In the recent issue of Kootenay Mountain Culture magazine we feature a story about writer Andrew Finley’s experience bikepacking the Purcell Range in British Columbia. Here are the differences between bikepacking and bike touring.

Bike Touring – Like cruising in your RV, only sweatier

• The first person to bike tour around the world was Englishman Thomas Stevens , from 1884 to 1886. He used a penny farthing with a small bag attached to his handlebars.

• Today, most touring bikes are sturdier versions of road bikes with numerous attachments points for front and rear racks and panniers. This set-up allows the rider to carry 80 litres of gear – similar to a large backpack – without compromising stability.

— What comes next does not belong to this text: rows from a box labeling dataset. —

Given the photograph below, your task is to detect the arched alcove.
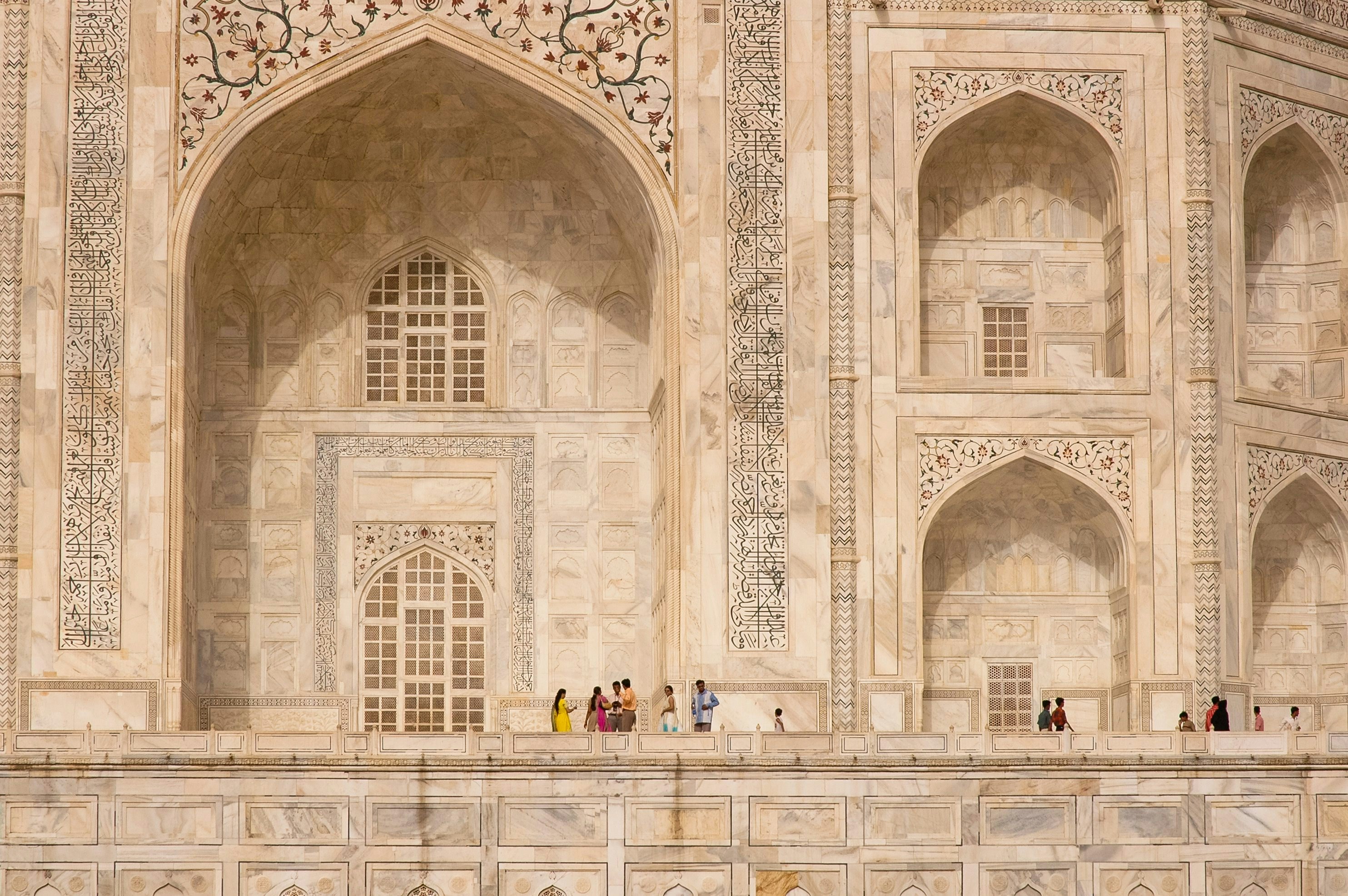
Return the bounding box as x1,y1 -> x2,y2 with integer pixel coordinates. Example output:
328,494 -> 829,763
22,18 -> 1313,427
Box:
918,93 -> 1127,380
1244,124 -> 1348,401
174,35 -> 676,728
1251,474 -> 1348,726
922,457 -> 1129,730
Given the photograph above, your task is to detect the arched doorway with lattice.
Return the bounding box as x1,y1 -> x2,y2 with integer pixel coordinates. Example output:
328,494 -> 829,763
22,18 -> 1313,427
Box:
360,546 -> 487,732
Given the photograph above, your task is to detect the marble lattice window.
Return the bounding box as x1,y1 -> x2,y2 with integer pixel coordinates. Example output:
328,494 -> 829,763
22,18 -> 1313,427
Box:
365,252 -> 487,404
361,550 -> 487,732
988,663 -> 1034,732
983,307 -> 1030,376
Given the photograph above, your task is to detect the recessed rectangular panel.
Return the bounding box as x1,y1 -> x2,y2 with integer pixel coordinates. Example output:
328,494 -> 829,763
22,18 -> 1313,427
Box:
1094,796 -> 1189,845
0,796 -> 99,846
864,796 -> 961,846
627,796 -> 731,846
117,796 -> 224,845
1208,795 -> 1301,843
239,797 -> 347,845
497,796 -> 608,846
365,797 -> 482,846
979,796 -> 1076,845
750,796 -> 846,846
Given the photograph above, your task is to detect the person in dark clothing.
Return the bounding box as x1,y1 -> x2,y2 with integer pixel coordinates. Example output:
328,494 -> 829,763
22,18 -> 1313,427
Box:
1212,701 -> 1231,732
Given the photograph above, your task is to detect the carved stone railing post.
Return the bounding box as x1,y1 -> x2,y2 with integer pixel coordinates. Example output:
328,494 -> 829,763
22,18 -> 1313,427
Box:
1182,3 -> 1221,702
0,0 -> 28,729
828,0 -> 857,730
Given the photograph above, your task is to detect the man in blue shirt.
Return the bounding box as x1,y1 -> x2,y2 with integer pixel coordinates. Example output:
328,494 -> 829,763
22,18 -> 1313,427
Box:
693,679 -> 721,732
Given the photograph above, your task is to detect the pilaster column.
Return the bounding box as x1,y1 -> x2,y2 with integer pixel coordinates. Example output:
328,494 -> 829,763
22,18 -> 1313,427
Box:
828,0 -> 857,732
1182,3 -> 1221,701
0,0 -> 28,730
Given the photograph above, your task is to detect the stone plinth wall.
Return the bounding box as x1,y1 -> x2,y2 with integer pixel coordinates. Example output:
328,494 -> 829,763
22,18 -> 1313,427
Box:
0,732 -> 1348,896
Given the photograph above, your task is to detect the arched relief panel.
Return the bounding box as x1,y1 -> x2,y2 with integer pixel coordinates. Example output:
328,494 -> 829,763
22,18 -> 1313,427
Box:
506,294 -> 542,407
352,523 -> 496,591
547,295 -> 594,407
310,292 -> 348,407
259,295 -> 306,407
171,23 -> 678,706
913,69 -> 1124,155
920,451 -> 1135,732
202,292 -> 254,406
1242,446 -> 1348,700
598,295 -> 647,408
917,435 -> 1134,527
177,7 -> 674,183
1246,445 -> 1348,520
1238,86 -> 1348,175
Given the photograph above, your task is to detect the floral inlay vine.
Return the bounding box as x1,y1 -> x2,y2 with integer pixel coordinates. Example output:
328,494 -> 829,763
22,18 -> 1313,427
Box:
1240,88 -> 1348,174
1246,445 -> 1348,519
913,69 -> 1123,152
918,435 -> 1132,521
178,0 -> 674,175
353,523 -> 496,585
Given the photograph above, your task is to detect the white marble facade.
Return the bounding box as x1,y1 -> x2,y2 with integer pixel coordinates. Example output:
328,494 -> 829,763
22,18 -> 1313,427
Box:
15,0 -> 1348,896
10,0 -> 1348,749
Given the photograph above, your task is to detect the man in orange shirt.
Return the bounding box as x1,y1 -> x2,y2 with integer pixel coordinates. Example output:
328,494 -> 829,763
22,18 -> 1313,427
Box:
617,678 -> 636,732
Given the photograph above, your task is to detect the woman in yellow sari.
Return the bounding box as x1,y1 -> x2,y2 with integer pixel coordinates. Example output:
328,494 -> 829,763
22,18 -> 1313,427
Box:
552,687 -> 572,732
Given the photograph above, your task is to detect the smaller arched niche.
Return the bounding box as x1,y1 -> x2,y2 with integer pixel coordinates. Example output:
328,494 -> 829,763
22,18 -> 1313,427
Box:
922,458 -> 1128,732
918,93 -> 1127,380
1244,124 -> 1348,401
1251,475 -> 1348,721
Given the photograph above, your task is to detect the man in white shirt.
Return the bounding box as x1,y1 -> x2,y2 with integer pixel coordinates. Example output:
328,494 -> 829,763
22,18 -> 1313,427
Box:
693,679 -> 721,732
1282,706 -> 1301,732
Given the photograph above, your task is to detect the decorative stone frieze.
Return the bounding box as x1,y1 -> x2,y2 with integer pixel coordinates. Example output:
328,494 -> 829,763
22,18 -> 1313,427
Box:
913,69 -> 1124,152
1240,86 -> 1348,174
725,0 -> 787,651
58,0 -> 131,649
352,523 -> 496,586
1246,445 -> 1348,519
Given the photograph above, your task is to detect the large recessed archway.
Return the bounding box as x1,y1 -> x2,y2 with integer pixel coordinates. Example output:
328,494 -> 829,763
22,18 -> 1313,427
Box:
922,457 -> 1129,732
918,93 -> 1128,381
1251,473 -> 1348,728
170,25 -> 676,728
1243,123 -> 1348,401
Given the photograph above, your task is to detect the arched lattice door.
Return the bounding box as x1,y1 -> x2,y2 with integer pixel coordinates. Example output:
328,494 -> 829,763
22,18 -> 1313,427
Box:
361,549 -> 487,732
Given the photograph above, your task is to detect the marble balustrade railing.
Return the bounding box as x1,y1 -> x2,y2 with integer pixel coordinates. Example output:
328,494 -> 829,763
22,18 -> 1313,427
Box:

• In recent years, some touring bikes have become beefier and have had bikepacking equipment incorporated into them, like triangle-shaped frame bags. But the road-bike geometry and bag layout still make riding singletrack a scary proposition.

BikePacking – Like mountain biking, only heavier.

• Ten years ago, few people knew what bikepacking was, but with lighter bike frames and new bag designs, the sport is seeing a surge in popularity.

• Bikepackers typically use their existing mountain bikes, and they outfit them with streamlines bags that are smaller than saddlebags, limiting them to ultralight camping gear. Wearing a backpack is not a great idea because the extra weight will ravage your butt after a few days.

• Bikepacking requires load precision: heavy items like food typically go on the middle of the bike, while sleeping bag, pad, and other light items go in the handlebar bag or under your seat.